Figure 14: Identification of asthma-associated enhancers.
figure 14

(a) MA plots (vertically displayed) illustrate genomic regions with differences in H3K4me2 enrichment (DERs) between healthy and asthmatic subjects in the three different cell types (Supplementary Table 12). Red dots and orange dots indicate windows with adjusted P < 0.05, or with raw P < 0.005, respectively (exact test for negative binomial distribution, using edgeR integrated in Bioconductor package MEDIPS). Z-scores (right) of normalized read counts for each asthma-associated DER (rows) identified in the TH2 cells. (b) Manhattan plot illustrates the genome-wide distribution of asthma-associated DERs in relation to their statistical significance values (P values, MEDIPS; y-axis parameter). Red dashed line sets the threshold for an adjusted P < 0.05. (c) Comparison of H3K4me2 enrichment between healthy and asthmatic subjects in indicated cells. H3K4me2 tracks for each cell type were merged from all assays performed in healthy (HC) and asthmatic (AS) donors (same cohort as shown for the analysis above and in Fig. 2). (d) H3K4me2 enrichment values for each asthma-associated DER (highlighted in purple dashed line boxes in c from the same H3K4me2 ChIP-seq assays shown in Fig. 2). Each dot represents data from an independent assay; n = 18 assays from 10 healthy subjects (HC), n = 24 assays from 12 asthmatic patients (AS); error bars indicate mean ± s.e.m.; *P < 0.05, **P < 0.01, ***P < 0.001 (MEDIPS).

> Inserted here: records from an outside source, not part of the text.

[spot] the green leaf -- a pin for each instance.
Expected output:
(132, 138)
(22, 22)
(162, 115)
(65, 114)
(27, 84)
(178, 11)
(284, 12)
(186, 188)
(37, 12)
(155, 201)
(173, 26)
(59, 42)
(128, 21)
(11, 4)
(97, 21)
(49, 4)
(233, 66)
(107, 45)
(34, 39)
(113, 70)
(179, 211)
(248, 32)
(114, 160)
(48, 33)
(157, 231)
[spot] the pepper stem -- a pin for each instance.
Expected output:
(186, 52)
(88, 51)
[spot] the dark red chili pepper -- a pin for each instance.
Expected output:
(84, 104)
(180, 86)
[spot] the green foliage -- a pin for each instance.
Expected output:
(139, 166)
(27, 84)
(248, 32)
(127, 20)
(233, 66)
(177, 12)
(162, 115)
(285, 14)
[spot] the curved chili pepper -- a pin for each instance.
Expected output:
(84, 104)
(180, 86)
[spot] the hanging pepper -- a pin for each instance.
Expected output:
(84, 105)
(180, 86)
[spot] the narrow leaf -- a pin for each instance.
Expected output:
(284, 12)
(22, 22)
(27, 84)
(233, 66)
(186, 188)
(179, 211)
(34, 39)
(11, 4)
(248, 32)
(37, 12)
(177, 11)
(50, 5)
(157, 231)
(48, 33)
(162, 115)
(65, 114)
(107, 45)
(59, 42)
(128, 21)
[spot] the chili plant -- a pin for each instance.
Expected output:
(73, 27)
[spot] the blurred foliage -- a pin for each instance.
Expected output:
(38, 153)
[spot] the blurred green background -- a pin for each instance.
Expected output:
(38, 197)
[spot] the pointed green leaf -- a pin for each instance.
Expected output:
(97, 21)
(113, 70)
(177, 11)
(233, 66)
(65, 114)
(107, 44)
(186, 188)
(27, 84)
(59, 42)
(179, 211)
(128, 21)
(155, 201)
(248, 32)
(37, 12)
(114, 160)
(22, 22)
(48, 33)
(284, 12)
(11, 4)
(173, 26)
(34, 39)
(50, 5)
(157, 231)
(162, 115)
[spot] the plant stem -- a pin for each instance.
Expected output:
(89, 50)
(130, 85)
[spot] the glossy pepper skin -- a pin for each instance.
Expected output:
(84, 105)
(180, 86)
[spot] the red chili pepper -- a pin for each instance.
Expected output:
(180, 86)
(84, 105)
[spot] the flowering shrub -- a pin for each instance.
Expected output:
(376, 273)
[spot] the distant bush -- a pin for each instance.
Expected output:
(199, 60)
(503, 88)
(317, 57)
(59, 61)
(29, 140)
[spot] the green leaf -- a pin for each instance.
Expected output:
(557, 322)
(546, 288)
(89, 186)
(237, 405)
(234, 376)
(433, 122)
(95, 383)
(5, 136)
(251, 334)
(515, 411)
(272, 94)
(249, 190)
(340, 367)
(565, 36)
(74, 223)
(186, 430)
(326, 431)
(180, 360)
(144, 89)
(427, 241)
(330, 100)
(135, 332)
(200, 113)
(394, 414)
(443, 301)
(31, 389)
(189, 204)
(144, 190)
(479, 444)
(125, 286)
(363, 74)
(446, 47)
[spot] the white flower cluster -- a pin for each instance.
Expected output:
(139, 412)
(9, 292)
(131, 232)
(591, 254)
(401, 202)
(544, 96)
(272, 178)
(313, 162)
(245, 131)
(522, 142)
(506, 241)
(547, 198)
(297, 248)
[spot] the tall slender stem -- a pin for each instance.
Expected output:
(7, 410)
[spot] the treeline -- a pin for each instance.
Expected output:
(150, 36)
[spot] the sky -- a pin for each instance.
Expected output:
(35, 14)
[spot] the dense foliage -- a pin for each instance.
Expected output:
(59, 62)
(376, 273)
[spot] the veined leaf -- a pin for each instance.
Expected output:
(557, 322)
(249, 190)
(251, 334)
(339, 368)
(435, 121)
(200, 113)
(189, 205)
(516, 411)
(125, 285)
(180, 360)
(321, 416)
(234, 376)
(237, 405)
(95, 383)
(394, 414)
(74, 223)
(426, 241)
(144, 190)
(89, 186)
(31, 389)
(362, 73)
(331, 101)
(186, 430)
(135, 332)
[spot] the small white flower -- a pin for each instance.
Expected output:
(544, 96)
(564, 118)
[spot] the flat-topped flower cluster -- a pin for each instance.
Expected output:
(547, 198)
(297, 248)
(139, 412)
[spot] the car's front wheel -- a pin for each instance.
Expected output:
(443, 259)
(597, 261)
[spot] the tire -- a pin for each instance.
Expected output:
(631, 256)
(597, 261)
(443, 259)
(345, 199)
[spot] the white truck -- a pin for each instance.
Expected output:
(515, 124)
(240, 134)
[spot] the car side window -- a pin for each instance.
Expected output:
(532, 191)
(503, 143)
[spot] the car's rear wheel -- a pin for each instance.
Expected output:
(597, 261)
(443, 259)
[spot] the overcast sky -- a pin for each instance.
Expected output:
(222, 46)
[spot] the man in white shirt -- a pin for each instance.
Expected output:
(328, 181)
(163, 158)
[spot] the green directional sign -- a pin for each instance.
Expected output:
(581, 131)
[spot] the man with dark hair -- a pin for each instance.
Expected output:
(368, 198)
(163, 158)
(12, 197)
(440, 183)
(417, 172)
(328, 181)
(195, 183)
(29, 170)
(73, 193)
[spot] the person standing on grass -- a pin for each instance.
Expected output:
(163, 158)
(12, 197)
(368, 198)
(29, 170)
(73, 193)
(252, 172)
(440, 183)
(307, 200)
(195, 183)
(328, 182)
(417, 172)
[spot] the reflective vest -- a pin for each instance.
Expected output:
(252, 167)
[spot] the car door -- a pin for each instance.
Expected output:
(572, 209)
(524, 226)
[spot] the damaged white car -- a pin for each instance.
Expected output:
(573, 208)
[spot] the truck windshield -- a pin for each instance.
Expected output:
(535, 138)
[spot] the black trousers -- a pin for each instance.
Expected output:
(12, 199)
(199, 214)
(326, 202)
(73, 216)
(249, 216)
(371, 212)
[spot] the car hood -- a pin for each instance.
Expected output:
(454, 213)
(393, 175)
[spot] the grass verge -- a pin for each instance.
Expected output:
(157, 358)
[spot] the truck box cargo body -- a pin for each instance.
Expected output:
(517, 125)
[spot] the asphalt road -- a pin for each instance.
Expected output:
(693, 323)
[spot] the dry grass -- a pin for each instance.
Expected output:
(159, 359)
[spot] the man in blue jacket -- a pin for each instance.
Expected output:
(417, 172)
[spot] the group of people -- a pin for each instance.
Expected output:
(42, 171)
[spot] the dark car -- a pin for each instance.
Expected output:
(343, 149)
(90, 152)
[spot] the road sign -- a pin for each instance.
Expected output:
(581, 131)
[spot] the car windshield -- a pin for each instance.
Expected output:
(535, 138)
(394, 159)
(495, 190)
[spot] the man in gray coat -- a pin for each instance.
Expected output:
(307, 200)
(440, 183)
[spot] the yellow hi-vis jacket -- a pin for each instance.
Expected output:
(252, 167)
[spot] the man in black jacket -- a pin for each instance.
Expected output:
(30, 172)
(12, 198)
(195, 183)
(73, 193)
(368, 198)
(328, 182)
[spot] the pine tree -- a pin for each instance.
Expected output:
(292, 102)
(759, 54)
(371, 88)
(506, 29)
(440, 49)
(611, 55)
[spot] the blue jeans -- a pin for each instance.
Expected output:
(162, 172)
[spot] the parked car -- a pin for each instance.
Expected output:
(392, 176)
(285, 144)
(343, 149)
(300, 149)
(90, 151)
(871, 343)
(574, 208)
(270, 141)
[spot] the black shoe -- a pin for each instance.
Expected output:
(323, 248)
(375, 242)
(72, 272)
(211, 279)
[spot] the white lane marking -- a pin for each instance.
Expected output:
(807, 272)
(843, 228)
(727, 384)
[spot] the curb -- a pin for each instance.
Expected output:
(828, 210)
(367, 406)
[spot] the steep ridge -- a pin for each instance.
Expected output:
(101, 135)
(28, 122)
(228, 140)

Figure 15: Asthma GWAS SNPs are enriched in TH2 cell enhancers.
figure 15

(a) Enrichment values of asthma GWAS SNPs in TH cell enhancer subgroups (Fig. 2b) and other cell tissue–specific enhancers32 (top) and for SNPs associated with other diseases (bottom; Supplementary Table 11). Enrichment values that did not reach significance (Chi-squared test, Online Methods) are shown in gray. ADMSC, adipose-derived mesenchymal stem cells. (b) Overlap of cell-specific DERs (shown in Fig. 2b) with asthma GWAS SNPs (top) and percentages of overlapping DERs or asthma SNPs in different DER subgroups (bottom). (c) UCSC tracks of IL33–IL18R, IL5–RAD50–IL13–IL4 andRORA loci containing large haplotype blocks of asthma-associated SNPs (black lines indicate their genomic location, red lines are SNPs that overlap DERs), along with cell-specific DERs tracks and H3K4me2 tracks for each cell type (merged from all assays shown in Fig. 2). Graphs show H3K4me2 enrichment values for each asthma-SNP-associated DERs (500-bp regions harboring the asthma SNP; highlighted in purple dashed-line boxes in c) in TH2 cells from the same H3K4me2 ChIP-seq assays shown in Figure 2. Each dot represents data from an independent assay; n = 18 assays from 10 healthy (HC) subjects, n = 24 assays from 12 asthmatic (AS) subjects; error bars indicate mean ± s.e.m.; *raw P< 0.05; **raw P < 0.01; NS, nonsignificant, calculated using MEDIPS.